Das Berufungsgericht bestätigte dieses Urteil und sprach aus, dass

die ordentliche Revision nicht zulässig sei.

Die außerordentliche Revision der beklagten Partei ist unzulässig.

Rechtliche Beurteilung

Die beklagte Partei stützt ihre Rechtsmittelausführungen auf drei Gründe: Das Berufungsgericht habe den Einwand, ein Subventionsvertrag sei wegen Dissenses nicht zustande gekommen, zu Unrecht als unzulässige Neuerung abgetan, verletze doch die Geltendmachung neuer rechtlicher Gesichtspunkte nicht das Neuerungsverbot. Der im Förderungsvertrag verwendete Begriff "ortsüblicher Mietzins" sei nur nach dem "objektiven Wortsinn", nicht aber nach dem "objektiv gebotenen Geschäftszweck" unter Berücksichtigung der verwendeten Vertragsschablone der beklagten Partei ausgelegt worden. Schließlich habe das Berufungsgericht auch noch unzutreffend unterstellt, die Summe der Mietzinse der vermieteten Wohnungen dürfe nach den getroffenen Vereinbarungen nur nicht den als Summe errechenbaren ortsüblichen Mietzins für alle Bestandobjekte überschreiten. Soweit die beklagte Partei nunmehr von einem versteckten Dissens bei Vertragsschluss ausgeht, zeigt sie nicht bloß einen neuen rechtlichen Gesichtspunkt in Würdigung des im Verfahren erster Instanz erstatteten Sachvorbringens auf, sondern macht einen neuen Einwendungsgrund geltend.
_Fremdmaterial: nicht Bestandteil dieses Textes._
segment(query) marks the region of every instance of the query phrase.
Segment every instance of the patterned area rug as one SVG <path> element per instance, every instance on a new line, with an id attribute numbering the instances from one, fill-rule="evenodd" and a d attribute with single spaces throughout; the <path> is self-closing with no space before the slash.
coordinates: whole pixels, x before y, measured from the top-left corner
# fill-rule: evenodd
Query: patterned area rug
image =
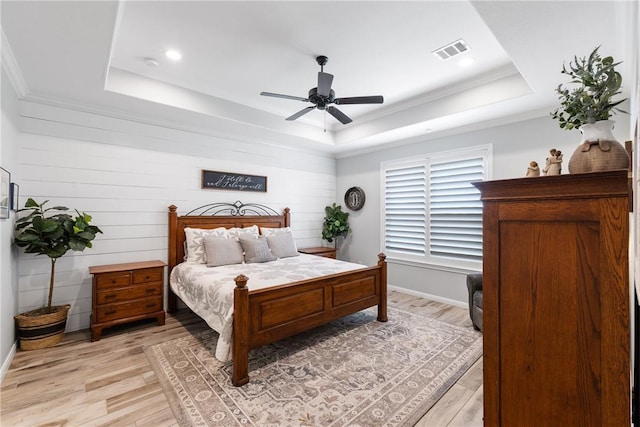
<path id="1" fill-rule="evenodd" d="M 181 426 L 413 426 L 482 352 L 482 335 L 369 309 L 253 350 L 231 384 L 211 330 L 145 351 Z"/>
Sie behauptete im Verfahren erster Instanz nicht, ein Subventionsvertrag sei wegen Dissenses nicht zustande gekommen, sondern vertrat nach dem Gesamtzusammenhang ihres Vorbringens den Standpunkt, die klagende Partei habe den bestehenden Vertrag verletzt. Der objektive Erklärungswert rechtsgeschäftlicher Willenserklärungen ist ferner mit Hilfe der Auslegungsregeln zu ermitteln. Dabei sind nicht die subjektiven Vorstellungen der Parteien maßgebend, sondern es ist die Frage zu lösen, ob die Willenserklärungen bei Beurteilung ihres objektiven Erklärungswerts taugliche Grundlage für einen Vertragsschluss sein können (1 Ob 634/88; SZ 54/111; Koziol/Welser I12 117 f). Dass aber der im Subventionsvertrag verwendete Begriff "ortsüblicher Mietzins" eines objektiven Erklärungswerts wegen Unbestimmtheit entbehre, behauptet nicht einmal die beklagte Partei.

Soweit der Begriff "ortsüblicher Mietzins" im angefochtenen Urteil nicht als "Bruttowohnungsaufwand" - entsprechend der Ansicht der beklagten Partei -, sondern als Nettomietzins - nämlich exklusive Mehrwertsteuer, sonstiger öffentlicher Abgaben und der Summe aller Betriebskosten entsprechend der Auffassung der klagenden Partei - ausgelegt wurde, ist eine gravierende Fehlbeurteilung als Voraussetzung für die Zulässigkeit der Revision nach § 502 Abs 1 ZPO nicht erkennbar. Gleiches gilt für die in der Revision aufgeworfene weitere Frage der Vertragsauslegung. Deren Lösung hing davon ab, ob die Subvention der beklagten Partei nach dem Willen der Streitteile der Förderung des Gesamtobjekts oder letztlich der Förderung jedes einzelnen künftigen Mieters dienen sollte. Es ist angesichts der für jeden Mieter bestehenden Möglichkeit, die Angemessenheit des von ihm zu zahlenden Hauptmietzinses gerichtlich überprüfen zu lassen, vertretbar, die Subvention der beklagten Partei nach den für die Auslegung bedeutsamen urkundlichen Erklärungen als Förderung des Gesamtobjekts aufzufassen und daher nicht darauf abzustellen, ob keiner der mit den einzelnen Mietern vereinbarten Mietzinse die Grenze der Ortsüblichkeit überschreitet, sondern die Erfüllung der Förderungsrichtlinien der beklagten Partei auf dem Boden eines Vergleichs der Summe der vereinbarten Mietzinse mit der Summe der ortsüblichen Mietzinse für alle Mietobjekte zu beurteilen. Nach Ansicht der beklagten Partei zeitigt eine solche Vertragsauslegung ein "absurdes Ergebnis", weil dann "bei einzelnen nur ganz gering - vielleicht auch nur zum Schein - vermieteten Wohnungen oder bei Leerstand einzelner Wohnungen (!) ... die anderen Wohnungen umso teurer und weit über dem ortsüblichen Mietzins vermietet werden" könnten. Darauf ist zu entgegnen, dass im Anlassfall nicht zu klären ist, ob und bejahendenfalls in welcher Höhe erzielbare Mietzinse für leerstehende oder nur zum Schein um sehr geringe Mietzinse vermietete Objekte in die von den Vorinstanzen angestellte Vergleichsrechnung einzubeziehen wären, hat doch die klagende Partei alle Wohnungen vermietet, ohne dass nach den getroffenen Feststellungen das eine oder andere Objekt um einen sehr geringen Mietzins vermietet wäre. Nach allen bisherigen Erwägungen ist somit die außerordentliche Revision gemäß § 508a Abs 2 ZPO mangels der Voraussetzungen des § 502 Abs 1 ZPO zurückzuweisen.